Looyenga recently received a $295,939 grant from the at the National Institutes of Health (NIH-NCI) for the project “Cooperative Cellular Transformation by LRRK2 and MET in Renal Neoplasms.” The three-year project involves a host of students conducting research that could provide useful insights into both neurology and oncology.

His research team is digging deeper into the interaction between two proteins—LRRK2 and MET (a growth factor receptor)—that were often overexpressed in some forms of cancer, including that of the kidney. Interestingly, both of them are also clearly implicated in neurological diseases including Parkinson’s Disease and autism. This new study will seek to understand how these two enzymes cooperate to turn a normal kidney cell into one that grows out of control to form tumors, but may also yield insights into how they malfunction in neurological disease.

Identifying the suspects

Looyenga hypothesizes that increased LRRK2 activity—due to its genomic amplification or mutation—modifies how MET growth factor receptors get moved around inside the cell.  When MET normally binds to growth factors on the cell surface, it rapidly gets internalized and inactivated to avoid overstimulating cells.  In this case, the research team will track what happens to MET when LRRK2 is hyperactive.  They expect to see changes in where it goes or how long it remains in the cellular “sorting system” before being inactivated.
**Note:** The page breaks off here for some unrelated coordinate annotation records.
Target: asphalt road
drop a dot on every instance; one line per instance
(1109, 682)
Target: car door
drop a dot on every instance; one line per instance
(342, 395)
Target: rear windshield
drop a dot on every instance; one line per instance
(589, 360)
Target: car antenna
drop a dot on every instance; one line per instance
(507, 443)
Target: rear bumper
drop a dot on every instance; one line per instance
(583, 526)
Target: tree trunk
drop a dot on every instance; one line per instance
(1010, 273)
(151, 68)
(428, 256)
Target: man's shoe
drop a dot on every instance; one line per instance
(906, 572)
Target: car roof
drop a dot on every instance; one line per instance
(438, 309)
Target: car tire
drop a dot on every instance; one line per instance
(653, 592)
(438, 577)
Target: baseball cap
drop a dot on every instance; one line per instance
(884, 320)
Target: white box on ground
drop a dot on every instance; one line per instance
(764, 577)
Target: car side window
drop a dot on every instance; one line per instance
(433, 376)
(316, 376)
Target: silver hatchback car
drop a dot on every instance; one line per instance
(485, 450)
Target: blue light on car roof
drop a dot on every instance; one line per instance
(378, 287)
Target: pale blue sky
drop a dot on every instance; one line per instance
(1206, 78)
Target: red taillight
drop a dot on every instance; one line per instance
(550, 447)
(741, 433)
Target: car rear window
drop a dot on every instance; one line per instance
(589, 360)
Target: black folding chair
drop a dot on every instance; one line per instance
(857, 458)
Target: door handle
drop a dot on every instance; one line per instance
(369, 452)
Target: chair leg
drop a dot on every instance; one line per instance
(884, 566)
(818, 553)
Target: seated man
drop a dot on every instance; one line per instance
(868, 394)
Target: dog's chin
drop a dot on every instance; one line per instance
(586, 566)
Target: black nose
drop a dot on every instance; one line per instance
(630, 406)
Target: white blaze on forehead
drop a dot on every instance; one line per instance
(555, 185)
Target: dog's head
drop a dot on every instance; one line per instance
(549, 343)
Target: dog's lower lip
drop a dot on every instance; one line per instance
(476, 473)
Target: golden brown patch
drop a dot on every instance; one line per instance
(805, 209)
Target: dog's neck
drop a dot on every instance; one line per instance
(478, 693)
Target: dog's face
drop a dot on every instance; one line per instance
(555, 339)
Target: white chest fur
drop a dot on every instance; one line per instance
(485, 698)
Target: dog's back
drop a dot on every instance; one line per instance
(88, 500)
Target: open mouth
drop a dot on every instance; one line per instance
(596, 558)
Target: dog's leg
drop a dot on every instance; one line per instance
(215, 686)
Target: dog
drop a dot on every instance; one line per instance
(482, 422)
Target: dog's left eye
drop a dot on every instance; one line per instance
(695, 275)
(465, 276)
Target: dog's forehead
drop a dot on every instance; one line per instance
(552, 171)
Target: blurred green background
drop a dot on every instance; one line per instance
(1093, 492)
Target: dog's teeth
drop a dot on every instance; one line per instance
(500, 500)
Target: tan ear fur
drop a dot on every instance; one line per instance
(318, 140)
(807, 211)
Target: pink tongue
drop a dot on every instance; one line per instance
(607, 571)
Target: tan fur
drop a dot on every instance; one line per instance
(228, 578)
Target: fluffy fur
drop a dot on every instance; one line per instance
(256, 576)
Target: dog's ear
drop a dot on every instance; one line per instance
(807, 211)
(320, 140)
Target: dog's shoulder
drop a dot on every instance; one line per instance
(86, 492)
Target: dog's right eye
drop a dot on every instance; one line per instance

“A cell in some ways is like the U.S. Postal Service,” said Looyenga. “You need to sort what’s junk mail, what to keep and what needs to be sent back out. When that sorting system gets messed up, there are problems.”

And with research like this, he and his co-investigators are able to hone in on a specific gene for a specific cancer and better understand its molecular underpinning and the role it plays within the cell.

Digging in deeper

“It’s difficult to cure diseases if you don’t know how the disease works,” said Looyenga.  According to him, 20-25 years ago chemotherapy treatments would just kill off any fast growing cells—both good and bad—with the hopes of killing the cancer before the person. He said basic research—like he and his students are doing now—hopefully will provide insights into why these cells are growing fast, which will allow researchers at the next level (translational research) to develop targeted treatments for pre-clinical trials.  These more focused approaches to therapy often have far fewer side effects, and directly attack the actual cause of cancer at the molecular level.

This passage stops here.